The Dems' gubernatorial nominee has challenged tea party star/Republican nominee Nikki Haley to a series of intense, issues-oriented Lincoln-Douglas debates across the state.

Yep, that's a game-changer. Nothing says "I know I'm smarter than you but can't get any traction in the polls" like pulling out the ol' Lincoln-Douglas chestnut.

If Sheheen is half as smart as the Dems think he is, he ought to know that Haley is not that stupid. She won't agree to that many debates and give her opponent -- who is nearly 20 points behind in the polls, give or take -- that kind of platform to possibly prove himself the superior candidate.

And he really needs to have his head examined if he thinks her refusal to agree to a series of debates is going to put a chink in her substantial armor.

If adultery accusations, a failure to pay her own taxes and a skimpy legislative resume aren't going to hurt her, this surely won't.

Vince who?

Sheheen has been viewed by many Democrats as their best chance to take the governor's mansion in a long time.

He's young, moderate (despite what the Republican Party says), has the public support of the business community and the quiet backing of several GOP leaders.

In another year, he might do OK. But not this year, not with the Dems in power in Washington (for the moment) and not with many folks so blind with rage over President Barack Obama that they can't see his birth certificate when it gets plastered all over the news.

Even though Sheheen faces an Everest-size climb, the boy just hasn't been working it that hard -- at least not hard enough to garner much media attention. And when you're down double digits in the polls, you can't wait until after Labor Day (the traditional campaign kick-off) to start building that name recognition.

Might as well throw in the towel now.

Rated R

In fairness to Sheheen, there's probably nothing he can do at this point. A good chunk of voters are dug in and choose not to believe that anything bad about their candidate might be true.

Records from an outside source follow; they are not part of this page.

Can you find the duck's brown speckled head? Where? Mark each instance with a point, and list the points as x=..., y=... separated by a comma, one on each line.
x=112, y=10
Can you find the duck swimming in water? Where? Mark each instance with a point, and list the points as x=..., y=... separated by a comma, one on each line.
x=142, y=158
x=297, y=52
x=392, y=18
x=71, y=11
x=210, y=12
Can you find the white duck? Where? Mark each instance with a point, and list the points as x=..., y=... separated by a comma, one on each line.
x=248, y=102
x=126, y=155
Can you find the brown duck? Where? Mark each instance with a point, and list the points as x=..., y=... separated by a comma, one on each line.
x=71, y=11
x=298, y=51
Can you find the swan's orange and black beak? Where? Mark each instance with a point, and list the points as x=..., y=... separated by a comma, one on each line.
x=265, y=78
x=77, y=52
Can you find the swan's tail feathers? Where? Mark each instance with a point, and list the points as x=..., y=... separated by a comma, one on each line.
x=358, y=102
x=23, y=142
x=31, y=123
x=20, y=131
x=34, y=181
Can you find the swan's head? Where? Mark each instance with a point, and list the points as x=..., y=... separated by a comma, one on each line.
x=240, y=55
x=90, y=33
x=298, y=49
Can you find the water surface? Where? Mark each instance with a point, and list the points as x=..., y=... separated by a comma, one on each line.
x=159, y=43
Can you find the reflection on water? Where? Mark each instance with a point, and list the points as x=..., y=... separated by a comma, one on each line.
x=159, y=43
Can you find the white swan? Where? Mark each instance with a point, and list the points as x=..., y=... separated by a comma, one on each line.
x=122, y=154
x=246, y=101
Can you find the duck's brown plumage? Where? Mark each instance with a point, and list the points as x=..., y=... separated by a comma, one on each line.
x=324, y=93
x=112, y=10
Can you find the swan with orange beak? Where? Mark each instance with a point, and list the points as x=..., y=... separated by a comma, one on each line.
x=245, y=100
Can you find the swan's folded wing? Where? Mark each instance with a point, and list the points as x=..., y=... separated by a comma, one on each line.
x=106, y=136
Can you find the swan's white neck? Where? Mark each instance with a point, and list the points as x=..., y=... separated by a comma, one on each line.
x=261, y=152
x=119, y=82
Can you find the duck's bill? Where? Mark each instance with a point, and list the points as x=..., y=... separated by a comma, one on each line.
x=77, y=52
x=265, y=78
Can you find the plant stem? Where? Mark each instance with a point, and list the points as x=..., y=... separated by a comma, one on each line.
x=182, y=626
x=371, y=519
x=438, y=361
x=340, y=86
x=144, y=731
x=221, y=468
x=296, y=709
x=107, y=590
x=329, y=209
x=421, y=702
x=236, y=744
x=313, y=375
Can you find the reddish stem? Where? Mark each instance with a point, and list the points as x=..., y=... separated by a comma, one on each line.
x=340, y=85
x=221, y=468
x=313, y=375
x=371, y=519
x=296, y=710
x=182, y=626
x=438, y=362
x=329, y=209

Fact is, this entire campaign defies logic. The same Rasmussen poll that showed Haley with a 52-36 lead over Sheheen also revealed that 51 percent of voters disapprove of Gov. Mark Sanford, the more substantive politician on whom Haley has based her whole persona.

Haley is basically promising four more years of Sanford's agenda, and even though voters don't want that, they apparently want her. How exactly does this compute? It doesn't.

And that, ultimately, is the thing that most makes Sheheen look completely foolish to propose Lincoln-Douglas-style debates. People don't want to hear the mind-numbing details of policy -- they are just voting for the "R" on the ballot no matter who it is.

The only way this entire dust-up makes sense is if Sheheen is trying to remind folks that, in such a debate, Haley would be Lincoln.

And, of course, Abe Lincoln still ain't real popular in this state.